Djenné
Djenne · Old Towns of Djenné
Djenné stands on an island in the inland delta of the Niger River in central Mali. The town is the historical southern terminus of the trans-Saharan trade routes that fed Timbuktu, the Ghanaian gold trade, and the salt economy of the western Sudan. The Old Towns of Djenné — together with the nearby archaeological site of Djenné-Djeno, which traces continuous urban occupation back to the third century BCE — were inscribed as UNESCO World Heritage in 1988.

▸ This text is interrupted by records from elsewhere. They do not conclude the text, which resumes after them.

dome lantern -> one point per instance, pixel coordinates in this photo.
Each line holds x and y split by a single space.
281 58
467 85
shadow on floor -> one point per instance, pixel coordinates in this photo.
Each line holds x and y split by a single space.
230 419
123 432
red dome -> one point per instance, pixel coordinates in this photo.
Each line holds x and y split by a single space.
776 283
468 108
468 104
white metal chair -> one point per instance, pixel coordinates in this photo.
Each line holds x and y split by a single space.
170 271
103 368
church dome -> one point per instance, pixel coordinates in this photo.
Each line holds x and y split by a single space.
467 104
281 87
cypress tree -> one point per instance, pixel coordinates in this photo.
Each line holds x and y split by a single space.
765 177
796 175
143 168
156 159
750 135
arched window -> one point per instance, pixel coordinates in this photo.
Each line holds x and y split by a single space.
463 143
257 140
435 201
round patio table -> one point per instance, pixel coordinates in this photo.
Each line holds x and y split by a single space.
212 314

The architectural signature of the town is the Sudano-Sahelian banco tradition: monolithic earthen construction in coursed mud, often with palm-rib reinforcement projecting from the wall surface, finished with a sculpted earthen plaster that is renewed annually in a community festival (crépissage) at the start of the dry season. The Great Mosque of Djenné, originally founded in the thirteenth century and rebuilt in 1907 in the same banco tradition, is widely cited as the largest earthen building in the world.

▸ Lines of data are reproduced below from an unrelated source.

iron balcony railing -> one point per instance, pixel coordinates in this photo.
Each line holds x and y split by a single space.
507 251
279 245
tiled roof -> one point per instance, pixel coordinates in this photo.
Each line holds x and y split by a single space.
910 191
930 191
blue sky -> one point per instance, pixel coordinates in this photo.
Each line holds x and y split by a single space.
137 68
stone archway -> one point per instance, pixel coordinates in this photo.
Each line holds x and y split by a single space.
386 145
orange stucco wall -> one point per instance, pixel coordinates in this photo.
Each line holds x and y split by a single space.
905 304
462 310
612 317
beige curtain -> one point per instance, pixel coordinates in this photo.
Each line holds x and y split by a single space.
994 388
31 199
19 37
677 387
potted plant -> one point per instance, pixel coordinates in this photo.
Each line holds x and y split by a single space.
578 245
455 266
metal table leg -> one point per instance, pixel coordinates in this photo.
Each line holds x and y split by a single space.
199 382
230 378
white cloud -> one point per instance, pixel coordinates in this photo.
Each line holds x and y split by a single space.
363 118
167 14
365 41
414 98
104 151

Djenné's heritage management has faced acute pressures since the 2012 Malian conflict, including displacement of population, disruption of the religious and craft economy that maintains the banco fabric, and security constraints on conservation access. UNESCO placed several Malian heritage sites on the List of World Heritage in Danger during this period; the institutional framework for sustained conservation work in the inland delta remains in significant flux.